Nouvelle Constitution/ L’Algérie encore et toujours prisonnière du culte du « zaïm »

Redaction

C’est un chantier qui a duré plus de quatre ans. Ce projet, dont les enjeux sont plus que jamais déterminants pour l’avenir du pays, intervient au moment où l’Algérie amorce un virage stratégique dans son histoire, en raison de la crise financière qui martyrise le pays. Et ce n’est encore que le début. 

Une nouvelle constitution pour débloquer le pays, redonner de l’espoir à ses jeunes qui le fuient massivement depuis des années, et remobiliser ses forces vives afin de sortir de l’ornière, tel était l’alternative qu’attendaient les Algériens et les Algériennes. Cet espoir est désormais contrarié ce mardi 5 janvier 2016, le régime algérien ayant réaffirmé sa volonté de ne pas changer. Il a juste concédé quelques ouvertures symboliques pour imposer sa pérennité. Ainsi, après tant de luttes et de sacrifices, la langue Tamazight, notre langue millénaire, symbole de notre identité ancestrale, est enfin reconnue comme langue officielle. C’est indéniablement une avancée considérable. Mais, soyons clairs : un pays ne vit pas que de son histoire et de la langue de ses ancêtres. Il a besoin d’un mode de gouvernance moderne, une vie politique saine et d’institutions solides. Là-dessus, le texte de la nouvelle constitution est décevant. Et il s’agit là, d’un doux euphémisme.

Décevant, parce qu’il ne va pas propulser l’Algérie sur la voie de la démocratisation qu’exige la modernité. Le système politique demeurera un système fortement présidentiel avec quelques retouches cosmétiques. Le président de la République sera encore et toujours celui qui désignera le premier ministre. La majorité parlementaire, élue théoriquement par le peuple, n’a le droit qu’à une simple consultation. Elle peut, certes, selon les dispositions de cette nouvelle constitution, bloquer le plan d’action du premier ministre qui devra, suite à cela, présenter sa démission au Président. C’est une nouveauté. Cependant, elle ne suffit guère pour démocratiser notre pays puisque le Chef de l’Etat peut dissoudre le Parlement, si ce dernier bloque le plan d’action d’un second premier ministre. La sentence est sans appel : « Le zaïm, c’est moi ! »

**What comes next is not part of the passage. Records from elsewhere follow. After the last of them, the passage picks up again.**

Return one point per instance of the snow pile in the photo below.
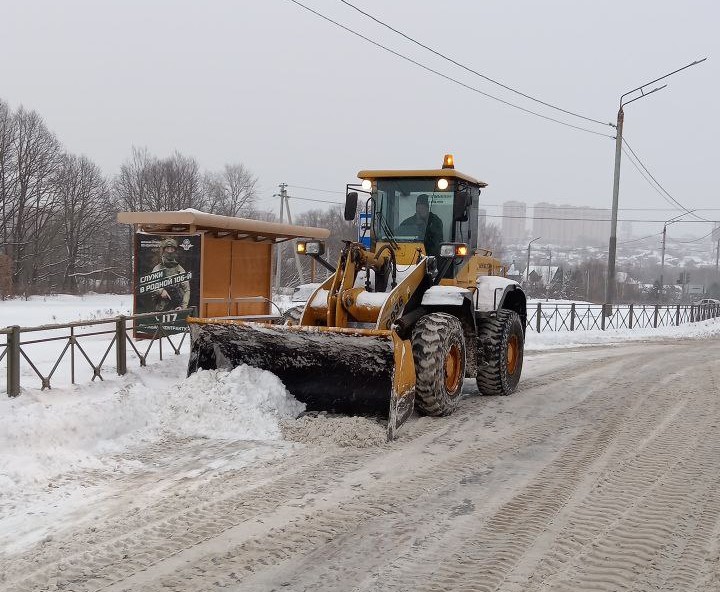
(57, 432)
(243, 404)
(563, 339)
(357, 432)
(62, 308)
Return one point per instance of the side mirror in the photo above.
(463, 199)
(350, 205)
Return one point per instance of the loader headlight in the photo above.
(310, 247)
(454, 250)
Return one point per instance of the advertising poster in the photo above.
(167, 280)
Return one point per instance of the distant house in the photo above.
(544, 275)
(514, 273)
(628, 288)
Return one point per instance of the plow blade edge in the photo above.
(347, 371)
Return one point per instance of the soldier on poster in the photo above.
(167, 281)
(173, 296)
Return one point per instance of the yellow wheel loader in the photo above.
(411, 309)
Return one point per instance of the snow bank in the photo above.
(63, 308)
(58, 432)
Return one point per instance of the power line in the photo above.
(464, 67)
(664, 191)
(446, 77)
(338, 203)
(592, 219)
(314, 189)
(697, 239)
(636, 240)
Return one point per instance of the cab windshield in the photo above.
(414, 210)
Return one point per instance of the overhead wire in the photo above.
(475, 72)
(695, 240)
(449, 78)
(659, 185)
(315, 189)
(590, 219)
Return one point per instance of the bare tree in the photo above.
(35, 152)
(231, 192)
(84, 198)
(8, 172)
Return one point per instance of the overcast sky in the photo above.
(299, 100)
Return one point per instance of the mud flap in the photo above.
(348, 371)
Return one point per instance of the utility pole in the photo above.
(527, 268)
(297, 257)
(279, 246)
(547, 289)
(610, 280)
(662, 264)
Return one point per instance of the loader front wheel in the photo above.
(291, 316)
(439, 353)
(501, 340)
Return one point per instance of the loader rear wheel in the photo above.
(502, 340)
(439, 352)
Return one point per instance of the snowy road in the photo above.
(601, 473)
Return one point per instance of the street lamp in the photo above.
(527, 268)
(612, 248)
(662, 259)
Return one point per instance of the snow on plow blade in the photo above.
(348, 371)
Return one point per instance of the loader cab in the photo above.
(420, 210)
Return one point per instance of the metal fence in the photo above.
(74, 339)
(587, 317)
(73, 336)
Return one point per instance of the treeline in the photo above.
(58, 209)
(59, 230)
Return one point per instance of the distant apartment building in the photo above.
(482, 217)
(513, 226)
(571, 225)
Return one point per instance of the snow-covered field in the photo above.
(63, 451)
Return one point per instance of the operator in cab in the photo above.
(426, 225)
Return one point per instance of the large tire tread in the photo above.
(494, 333)
(432, 338)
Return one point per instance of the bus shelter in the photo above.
(221, 265)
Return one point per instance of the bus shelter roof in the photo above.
(240, 228)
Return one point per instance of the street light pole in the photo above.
(662, 265)
(612, 248)
(527, 268)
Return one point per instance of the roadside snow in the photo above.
(82, 428)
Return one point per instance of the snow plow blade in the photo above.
(346, 371)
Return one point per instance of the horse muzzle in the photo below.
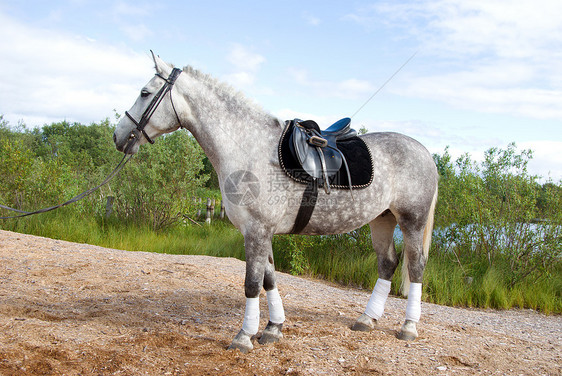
(130, 144)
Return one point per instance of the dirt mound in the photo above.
(76, 309)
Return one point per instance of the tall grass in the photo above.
(346, 259)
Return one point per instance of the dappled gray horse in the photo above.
(241, 141)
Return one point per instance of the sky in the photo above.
(485, 72)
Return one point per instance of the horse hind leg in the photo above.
(417, 240)
(382, 236)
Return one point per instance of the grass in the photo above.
(344, 259)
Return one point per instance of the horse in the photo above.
(241, 141)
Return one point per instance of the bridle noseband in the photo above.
(154, 104)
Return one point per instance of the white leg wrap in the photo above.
(375, 306)
(252, 316)
(275, 305)
(413, 308)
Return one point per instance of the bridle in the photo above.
(169, 82)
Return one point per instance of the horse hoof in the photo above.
(363, 324)
(271, 334)
(242, 342)
(408, 331)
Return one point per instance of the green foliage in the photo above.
(46, 166)
(496, 211)
(497, 241)
(158, 184)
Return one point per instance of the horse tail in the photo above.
(427, 232)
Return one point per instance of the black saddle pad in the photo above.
(357, 155)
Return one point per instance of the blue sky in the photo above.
(486, 72)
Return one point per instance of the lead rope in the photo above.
(116, 170)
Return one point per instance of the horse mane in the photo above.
(224, 89)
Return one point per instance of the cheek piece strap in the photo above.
(169, 82)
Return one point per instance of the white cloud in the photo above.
(310, 19)
(246, 64)
(487, 55)
(350, 88)
(51, 76)
(547, 159)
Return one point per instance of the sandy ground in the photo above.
(76, 309)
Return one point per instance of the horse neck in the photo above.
(233, 133)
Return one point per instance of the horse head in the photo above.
(154, 112)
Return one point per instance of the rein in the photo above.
(169, 82)
(154, 104)
(121, 164)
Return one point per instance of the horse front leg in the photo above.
(260, 272)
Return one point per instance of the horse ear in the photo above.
(158, 63)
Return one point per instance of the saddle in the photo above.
(333, 158)
(317, 150)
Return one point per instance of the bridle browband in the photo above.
(169, 82)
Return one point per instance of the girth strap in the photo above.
(308, 202)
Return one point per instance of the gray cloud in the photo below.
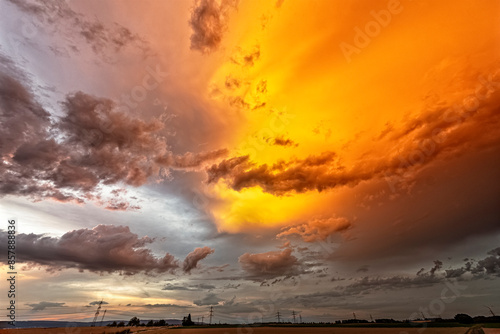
(192, 259)
(43, 305)
(97, 302)
(270, 264)
(105, 248)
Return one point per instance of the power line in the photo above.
(96, 314)
(102, 319)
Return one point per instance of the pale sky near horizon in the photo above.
(312, 156)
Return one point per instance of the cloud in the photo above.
(282, 141)
(246, 58)
(490, 265)
(209, 23)
(163, 306)
(318, 228)
(57, 17)
(192, 259)
(437, 132)
(270, 264)
(43, 305)
(91, 145)
(97, 302)
(104, 248)
(196, 287)
(209, 299)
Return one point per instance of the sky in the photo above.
(318, 157)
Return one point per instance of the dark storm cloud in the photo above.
(56, 16)
(488, 266)
(270, 264)
(194, 287)
(282, 141)
(246, 58)
(105, 248)
(93, 144)
(97, 302)
(209, 23)
(209, 299)
(43, 305)
(192, 259)
(439, 132)
(318, 229)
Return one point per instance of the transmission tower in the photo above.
(96, 314)
(102, 319)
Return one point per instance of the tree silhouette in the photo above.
(187, 321)
(134, 322)
(464, 318)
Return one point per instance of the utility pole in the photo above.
(491, 311)
(96, 314)
(102, 319)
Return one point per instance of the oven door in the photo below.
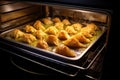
(83, 66)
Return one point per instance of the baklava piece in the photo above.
(29, 29)
(39, 34)
(74, 43)
(56, 19)
(38, 25)
(82, 38)
(15, 34)
(47, 21)
(59, 25)
(77, 26)
(70, 30)
(66, 22)
(63, 35)
(64, 50)
(52, 40)
(51, 30)
(42, 44)
(28, 38)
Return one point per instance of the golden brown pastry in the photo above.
(63, 35)
(42, 44)
(51, 30)
(66, 22)
(56, 19)
(29, 29)
(90, 30)
(59, 25)
(73, 43)
(77, 26)
(52, 40)
(70, 30)
(16, 33)
(39, 34)
(47, 21)
(38, 25)
(82, 38)
(64, 50)
(28, 38)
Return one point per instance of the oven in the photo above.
(86, 62)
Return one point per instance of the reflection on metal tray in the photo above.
(78, 51)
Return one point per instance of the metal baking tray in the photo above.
(79, 52)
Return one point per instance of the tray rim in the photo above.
(53, 53)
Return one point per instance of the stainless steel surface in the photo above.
(56, 63)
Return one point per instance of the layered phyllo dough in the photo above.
(61, 35)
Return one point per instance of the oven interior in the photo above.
(15, 14)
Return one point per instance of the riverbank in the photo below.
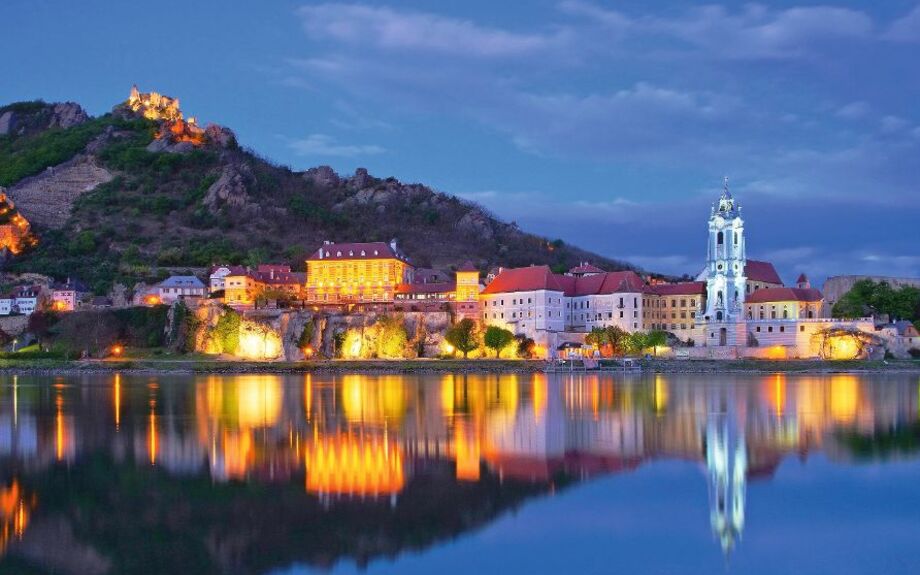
(214, 366)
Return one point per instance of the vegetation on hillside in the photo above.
(156, 213)
(868, 297)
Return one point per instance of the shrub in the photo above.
(497, 338)
(463, 336)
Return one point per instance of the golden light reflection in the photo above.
(776, 393)
(661, 394)
(345, 464)
(468, 448)
(540, 396)
(117, 400)
(844, 390)
(373, 400)
(59, 431)
(15, 512)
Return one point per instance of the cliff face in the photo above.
(116, 197)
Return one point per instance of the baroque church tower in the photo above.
(725, 279)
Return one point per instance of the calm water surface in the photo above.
(460, 474)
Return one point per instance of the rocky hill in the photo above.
(120, 197)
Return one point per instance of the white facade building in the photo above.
(180, 287)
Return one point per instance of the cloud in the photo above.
(755, 32)
(389, 29)
(892, 124)
(323, 145)
(906, 29)
(853, 110)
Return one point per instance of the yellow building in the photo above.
(673, 308)
(356, 273)
(242, 286)
(467, 283)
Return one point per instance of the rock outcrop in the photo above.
(230, 191)
(322, 177)
(47, 198)
(29, 118)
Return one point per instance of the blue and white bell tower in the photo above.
(725, 269)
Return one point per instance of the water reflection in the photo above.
(381, 457)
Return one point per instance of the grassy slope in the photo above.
(152, 214)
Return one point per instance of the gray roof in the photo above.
(182, 281)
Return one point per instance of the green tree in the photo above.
(525, 346)
(462, 335)
(597, 337)
(636, 342)
(617, 338)
(655, 339)
(227, 331)
(392, 338)
(497, 338)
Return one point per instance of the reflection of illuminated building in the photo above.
(352, 465)
(726, 460)
(15, 509)
(370, 437)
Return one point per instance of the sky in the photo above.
(607, 124)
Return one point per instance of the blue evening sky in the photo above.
(608, 124)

Des prérogatives ont été accordées aux députés. Mais les mécanismes de leur mise en oeuvre demeurent vagues, ce qui ne favorise aucunement l’instauration de la transparence politique en Algérie. Et pourtant, après 15 ans de corruption, de détournements de deniers publics et d’un programme de développement raté, l’Algérie en a grandement besoin.

Les besoins réels du pays comptent pour du beurre aux yeux du régime. Le plus important semble être le confortement du « pouvoir du Zaïm ». Le Chef de l’Etat désignera encore et toujours l’essentiel de la composante du Conseil Constitutionnel. Ce dernier est doté « d’une autonomie financière et administrative », tout comme le Conseil de la magistrature. Que signifie tout cela ? Aucun mécanisme n’instaure clairement l’indépendance de la justice et celle du Conseil constitutionnel. Les juges demeurent sous la coupe du politique. Les plus optimistes affirment que de nouvelles modalités seront prochainement définies par des décrets exécutifs. Il demeure difficile de partager, néanmoins, cet optimisme au regard de la place centrale qu’occupe encore le chef de l’Etat.

Au final, le zaïm se contente juste de limiter sa capacité à légiférer par ordonnances. En contrepartie, il restera le seul maître à bord. Le seul capitaine qui doit conduire le navire là où bon lui semble, y compris vers l’abîme comme c’est le cas actuellement. Décidément, l’Algérie demeure encore et toujours prisonnière du culte du Zaïm.